Le glissement progressif du principe de précaution

L’arrêt de la Cour d’appel de Versailles du 4 février 2009 condamnant Bouygues Telecom à démonter une antenne-relais à la demande de riverains, a été abondamment commenté par les médias qui y ont vu pour la plupart une juste application du principe de précaution. Il s’agit en réalité d’une décision éminemment critiquable. Qu’on en juge.

1. Une décision critiquable

L’arrêt précise en premier lieu que « l’installation en cause fonctionne dans le respect des normes » définies par la loi. Mais il ajoute aussitôt « qu’un trouble anormal de voisinage étant allégué, le respect des normes, la licéité de l’activité, son utilité pour la collectivité, ne suffisent pas à eux seuls à écarter l’existence d’un trouble ».
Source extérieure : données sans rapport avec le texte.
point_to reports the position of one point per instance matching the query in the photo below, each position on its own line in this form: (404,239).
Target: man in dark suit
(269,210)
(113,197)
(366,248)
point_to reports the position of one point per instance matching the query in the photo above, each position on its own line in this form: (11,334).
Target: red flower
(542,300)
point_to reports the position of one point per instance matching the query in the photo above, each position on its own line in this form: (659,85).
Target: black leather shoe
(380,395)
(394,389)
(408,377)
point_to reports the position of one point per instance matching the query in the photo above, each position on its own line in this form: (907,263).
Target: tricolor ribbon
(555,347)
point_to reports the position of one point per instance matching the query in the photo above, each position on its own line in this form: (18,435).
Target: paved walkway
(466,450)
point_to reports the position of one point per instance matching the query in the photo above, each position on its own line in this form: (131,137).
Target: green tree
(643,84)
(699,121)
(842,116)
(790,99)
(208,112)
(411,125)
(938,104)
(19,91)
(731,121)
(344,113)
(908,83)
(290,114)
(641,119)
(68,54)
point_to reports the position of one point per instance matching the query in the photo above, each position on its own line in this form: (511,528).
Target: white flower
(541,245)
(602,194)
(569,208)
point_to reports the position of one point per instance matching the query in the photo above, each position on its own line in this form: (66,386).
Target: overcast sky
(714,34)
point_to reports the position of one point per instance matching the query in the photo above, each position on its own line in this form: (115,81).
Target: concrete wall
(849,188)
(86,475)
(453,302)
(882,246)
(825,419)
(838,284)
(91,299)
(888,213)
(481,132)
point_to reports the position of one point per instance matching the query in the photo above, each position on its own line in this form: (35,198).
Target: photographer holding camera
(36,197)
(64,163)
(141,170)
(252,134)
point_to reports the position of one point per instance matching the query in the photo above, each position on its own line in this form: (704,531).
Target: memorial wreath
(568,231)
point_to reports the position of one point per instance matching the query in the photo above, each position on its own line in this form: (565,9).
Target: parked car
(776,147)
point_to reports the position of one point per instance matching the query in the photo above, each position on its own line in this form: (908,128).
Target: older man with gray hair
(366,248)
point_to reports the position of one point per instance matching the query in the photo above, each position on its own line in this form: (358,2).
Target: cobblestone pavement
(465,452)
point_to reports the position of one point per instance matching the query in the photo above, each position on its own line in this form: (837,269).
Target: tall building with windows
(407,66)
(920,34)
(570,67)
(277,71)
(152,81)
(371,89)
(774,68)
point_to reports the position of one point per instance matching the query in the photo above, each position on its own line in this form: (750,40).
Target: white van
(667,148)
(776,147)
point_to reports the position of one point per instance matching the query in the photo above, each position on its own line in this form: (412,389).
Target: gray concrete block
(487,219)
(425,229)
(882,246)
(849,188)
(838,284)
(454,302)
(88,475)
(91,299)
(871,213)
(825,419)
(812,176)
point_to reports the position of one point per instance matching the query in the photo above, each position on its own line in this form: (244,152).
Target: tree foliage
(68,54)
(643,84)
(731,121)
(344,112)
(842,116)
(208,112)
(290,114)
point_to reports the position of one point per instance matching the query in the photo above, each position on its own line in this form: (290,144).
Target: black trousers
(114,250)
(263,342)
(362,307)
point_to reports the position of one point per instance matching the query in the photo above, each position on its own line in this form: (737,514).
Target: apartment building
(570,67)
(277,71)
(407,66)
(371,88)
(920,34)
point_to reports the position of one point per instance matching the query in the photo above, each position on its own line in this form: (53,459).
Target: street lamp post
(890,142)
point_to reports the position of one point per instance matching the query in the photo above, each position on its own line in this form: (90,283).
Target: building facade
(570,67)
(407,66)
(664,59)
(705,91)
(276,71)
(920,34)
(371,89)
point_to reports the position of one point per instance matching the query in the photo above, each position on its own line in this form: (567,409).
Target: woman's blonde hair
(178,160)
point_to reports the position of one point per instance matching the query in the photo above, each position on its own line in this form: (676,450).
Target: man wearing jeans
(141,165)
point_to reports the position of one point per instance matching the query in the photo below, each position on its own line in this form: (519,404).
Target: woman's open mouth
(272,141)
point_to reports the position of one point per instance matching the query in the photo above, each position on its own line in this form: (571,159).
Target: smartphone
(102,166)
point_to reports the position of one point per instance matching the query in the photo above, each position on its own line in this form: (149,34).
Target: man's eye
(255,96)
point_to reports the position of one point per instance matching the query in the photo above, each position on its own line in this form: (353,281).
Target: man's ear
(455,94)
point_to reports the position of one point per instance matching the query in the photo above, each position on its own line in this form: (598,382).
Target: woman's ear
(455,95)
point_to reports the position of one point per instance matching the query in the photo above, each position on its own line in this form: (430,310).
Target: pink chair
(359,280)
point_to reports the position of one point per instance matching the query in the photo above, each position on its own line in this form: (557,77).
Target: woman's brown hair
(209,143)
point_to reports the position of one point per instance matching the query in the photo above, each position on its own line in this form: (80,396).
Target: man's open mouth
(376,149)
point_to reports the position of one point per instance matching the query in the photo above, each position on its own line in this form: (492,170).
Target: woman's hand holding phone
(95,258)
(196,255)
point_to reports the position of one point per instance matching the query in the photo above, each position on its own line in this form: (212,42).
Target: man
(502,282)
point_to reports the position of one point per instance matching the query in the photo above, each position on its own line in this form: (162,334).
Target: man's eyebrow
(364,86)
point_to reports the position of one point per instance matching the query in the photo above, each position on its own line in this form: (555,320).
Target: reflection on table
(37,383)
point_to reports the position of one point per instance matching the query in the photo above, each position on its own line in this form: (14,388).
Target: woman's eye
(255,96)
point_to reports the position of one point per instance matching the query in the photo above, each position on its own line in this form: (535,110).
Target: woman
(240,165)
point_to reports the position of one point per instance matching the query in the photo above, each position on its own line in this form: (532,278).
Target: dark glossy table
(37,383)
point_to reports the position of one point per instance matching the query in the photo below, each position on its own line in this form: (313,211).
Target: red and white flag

De quel trouble s’agit-il? Dans sa démonstration, la Cour d’appel de Versailles tente d’enrôler le Conseil d’Etat: « selon l’arrêt du 11 juin 2004 rendu par le Conseil d’Etat, il résulte d’un rapport remis au gouvernement en 2001 qu’en l’état des connaissances scientifiques, il n’est pas établi que les ondes électromagnétiques auraient des effets non thermiques dangereux pour la santé publique ».

Quelle conséquence en tire-t-elle? S’il n’est pas établi que les ondes ont des effets dangereux pour la santé, il n’a pas été démontré non plus qu’elles n’en ont pas! D’autant, poursuit la Cour, qu’un certain nombre d’études scientifiques mettent en cause les conclusions des experts officiels de l’Agence Française de Sécurité Sanitaire Environnementale et de l’Organisation Mondiale de la Santé. Elle reconnaît que certaines de ces études non officielles « peuvent être critiquées voire écartées en raison d’une absence de rigueur dans la recherche ou relevé de mesures ». Mais rien n’y fait, le doute a été semé, et le doute impose l’application du principe de précaution.

C’est « l’angoisse créée et subie » par les familles des riverains « du fait de l’installation sur la propriété voisine de cette antenne-relais » qui, selon la Cour, justifie d’ordonner le démantèlement. Davantage, chaque couple de riverains se voit allouer une somme de 7000 euros en réparation du préjudice causé par cette « angoisse », fût-elle fondée sur un risque imaginaire. 

2. Des conséquences absurdes

Les conséquences d’une telle décision peuvent être désastreuses voire absurdes. En pratique, tout riverain d’une antenne-relais pourrait être tenté d’en demander le démantèlement sur le fondement de cet arrêt. Nous pourrions être ainsi le seul pays au monde à ne plus disposer d’un réseau de téléphonie mobile…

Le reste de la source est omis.